Veranos sin fin

Se echó en la cama y comenzó a imaginarse en su cabecita loca, llena de caos y desastre como caminaban por un prado lleno de rosas, agarrados de la mano y sonriendo al mismo compás. Hacía un sol resplandeciente porque era verano. Y una brisa caliente rozaba sus rostros. Iban sin zapatos haciéndose cosquillas en los pies y en el corazón. Se miraban de vez en cuando. Ella a veces fijaba su mirada en el suelo mientras se mordía el labio inferior. Luego de caminar hacia un lugar indefinido, se acomodaron en el pasto, uno al lado del otro. Se quedó observando el cielo, los dibujos que hacían las nubes. Él la observaba con una felicidad y orgullo llenándole el pecho entero. «Qué suerte tengo de tenerla», pensó.

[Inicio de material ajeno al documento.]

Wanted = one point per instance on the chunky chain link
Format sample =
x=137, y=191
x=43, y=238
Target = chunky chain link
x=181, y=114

Y cuando ella le miró, él aprovechó y la besó. Después, le acarició los dedos con los suyos y agarrándole la mano la levantó cuidadosamente del suelo. Le guiñó un ojo y la sorprendió con una rosa. No era un día especial, sino su primera vez juntos en un prado maravilloso. Mágicos eran, desprendiendo amor por los poros de su piel. Siguieron su rumbo sin detenerse y así hasta llegar al lecho juntos.